En 1946. La France agricole est caractérisée par l’importance des petites exploitations ; les fermes sont peu mécanisées, les surfaces sont non remembrées et l’adduction d’eau reste à entreprendre. De janvier 46 à février 1949, les Français, même s’ils espèrent en des lendemains meilleurs, souffrent : les cartes de rationnement symbolisent cette période. La reconstruction est d’abord industrielle ; il faudra attendre 1957 pour que s’opère un tournant : avec le Marché Commun, les discussions dans l’Europe des Six affirment la nécessité légitime de parvenir à l’autosuffisance alimentaire. Mais, dans le cadre des négociations qui se déroulent avec les Etats-Unis, promoteurs du Plan Marshall d’aides à l’Europe, une concession majeure leur est faite : les dirigeants français et européens cèdent aux pressions américaines, permettent l’entrée massive en Europe du maïs, et ensuite, du soja qui en est le complément, et ce, sans droits de douane. Les producteurs agricoles vont se « précipiter » sur ces plantes « miracles ».
Cette décision s’explique
en partie par la conception des moyens que l’on entend mettre en œuvre pour
parvenir rapidement à l’autosuffisance alimentaire. S’il y a bien sûr,
les idées de progrès, de transformation de la nature indéfiniment
adaptable aux visées de la production de masse qui prédominent
sans contestation à cette période, il y a surtout une conception
de l’industrialisation à grande échelle de l’agriculture. Ce modèle
provient à la fois des références aux systèmes mis
en place aux USA et en URSS. Planisme, planification, intensification de la
production renvoient à la conception prégnante de la modernisation
dont la figure emblématique est le processus d’industrialisation à
outrance, les références tayloriennes et puis fordistes… Cet arrière-plan
idéologique explique notamment que la politique céréalière
devienne très vite aberrante : ainsi, en est-il de la place exorbitante
prise par l’importation et la culture du soja et du maïs et d’un mode de
conservation, l’ensilage de produits pour animaux (fermentation du fourrage
vert herbé en silos étanches). Il en est de même pour l’intensification
du recours à l’élevage «
hors sol » (3).

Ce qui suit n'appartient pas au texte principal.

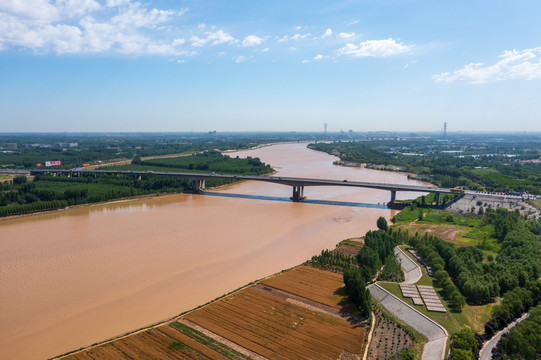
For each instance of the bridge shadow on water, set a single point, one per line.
(306, 201)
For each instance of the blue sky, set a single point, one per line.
(125, 65)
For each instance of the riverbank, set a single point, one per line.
(301, 300)
(75, 277)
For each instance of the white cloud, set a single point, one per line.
(374, 48)
(214, 38)
(327, 33)
(514, 64)
(239, 59)
(346, 35)
(114, 3)
(85, 26)
(252, 40)
(136, 16)
(294, 37)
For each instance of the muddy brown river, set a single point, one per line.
(76, 277)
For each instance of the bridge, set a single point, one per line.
(298, 184)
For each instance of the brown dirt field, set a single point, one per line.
(347, 250)
(151, 344)
(277, 329)
(314, 284)
(178, 336)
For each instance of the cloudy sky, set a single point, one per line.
(365, 65)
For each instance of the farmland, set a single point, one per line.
(318, 285)
(294, 315)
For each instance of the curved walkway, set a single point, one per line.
(435, 333)
(486, 351)
(412, 271)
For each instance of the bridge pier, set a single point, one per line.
(198, 185)
(298, 193)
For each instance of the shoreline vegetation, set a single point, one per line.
(47, 192)
(474, 164)
(469, 312)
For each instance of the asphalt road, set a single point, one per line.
(486, 351)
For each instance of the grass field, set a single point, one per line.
(463, 230)
(474, 316)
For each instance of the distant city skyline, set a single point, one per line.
(179, 66)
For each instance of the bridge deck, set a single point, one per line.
(290, 181)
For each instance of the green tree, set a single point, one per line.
(382, 223)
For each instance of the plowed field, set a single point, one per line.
(151, 344)
(278, 329)
(318, 285)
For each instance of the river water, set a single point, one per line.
(75, 277)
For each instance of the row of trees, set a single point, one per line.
(523, 341)
(332, 260)
(517, 262)
(210, 161)
(514, 303)
(378, 247)
(429, 253)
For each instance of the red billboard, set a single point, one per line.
(53, 163)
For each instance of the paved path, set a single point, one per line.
(436, 334)
(412, 271)
(486, 350)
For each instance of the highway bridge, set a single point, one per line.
(298, 184)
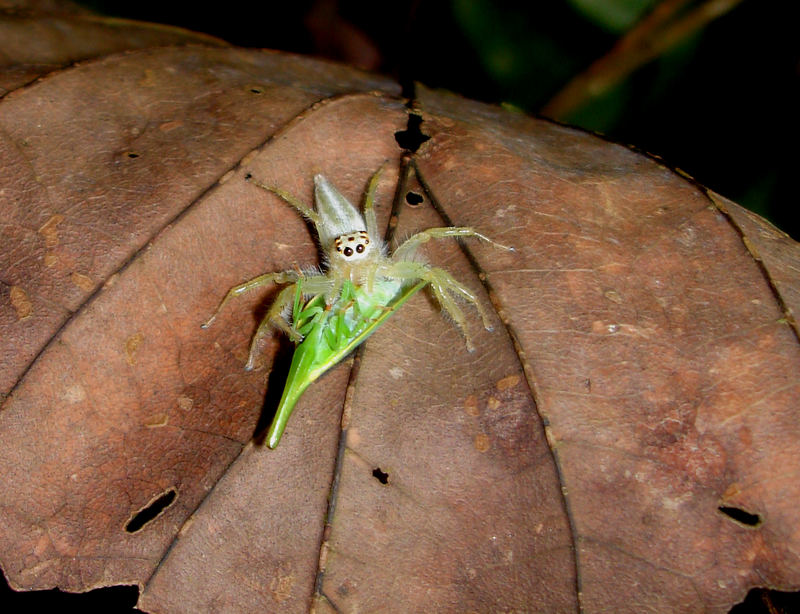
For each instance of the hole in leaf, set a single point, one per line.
(111, 599)
(766, 601)
(741, 516)
(412, 137)
(413, 199)
(150, 511)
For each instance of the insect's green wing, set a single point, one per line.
(332, 335)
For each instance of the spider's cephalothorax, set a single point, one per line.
(331, 312)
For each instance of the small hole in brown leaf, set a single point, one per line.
(741, 516)
(413, 199)
(411, 138)
(150, 511)
(766, 601)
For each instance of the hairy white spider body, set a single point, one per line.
(328, 312)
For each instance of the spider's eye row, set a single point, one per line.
(350, 244)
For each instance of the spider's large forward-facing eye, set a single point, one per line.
(354, 243)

Toutefois, « l’industrialisation » de
l’agriculture n’aurait pas pu se mettre en place aussi aisément si elle
n’avait pas rencontré l’assentiment tacite ou explicite de forces sociales
dans le milieu agricole.
La Jeunesse Agricole
Chrétienne (JAC), organisation qui se développe dans les années
50, se veut un instrument d’émancipation des jeunes paysans. Elle est
le signe dans ce milieu, à la fois de la résistance aux courants
communistes et socialistes très influents après la Libération,
et de la volonté de se détacher du clergé réactionnaire,
vichyste et des potentats du milieu, notables, propriétaires fonciers,
marchands de bestiaux et margoulins. Dans ce monde stigmatisé comme «
retardé », s’affirme, chez ces jeunes, l’ambition de ne plus être
considérés comme des « ploucs », des « culs-terreux
», le besoin de reconnaissance de leur dignité, d’être des
agriculteurs participant au processus de reconstruction et de modernisation
de la France. La revendication de parité de revenus avec les ouvriers
en fait foi. L’idéal consiste à se faire construire à côté
de la ferme familiale, où l’on cohabitait avec les bestiaux, une maison
individuelle avec sa cuisine en formica. Pour se moderniser et alléger
la lourdeur des tâches manuelles, la nouvelle génération
va rencontrer la possibilité de financements que lui offre le Marché
Commun et le syndicalisme agricole « réellement existant ».
La FNSEA créée
en 1946, permet aux vieux caciques de Vichy,
provenant de la corporation paysanne pétainiste, de se
reconvertir. Elle va très vite adapter son discours pour
prendre en compte l’aspiration d’une minorité active de
paysans, tout en maintenant le mythe corporatiste de leur
unité d’intérêts. Un système d’organisation
verticale, de
syndicat qui se veut unique, auquel l’adhésion est
quasi obligatoire, va se mettre en place très rapidement.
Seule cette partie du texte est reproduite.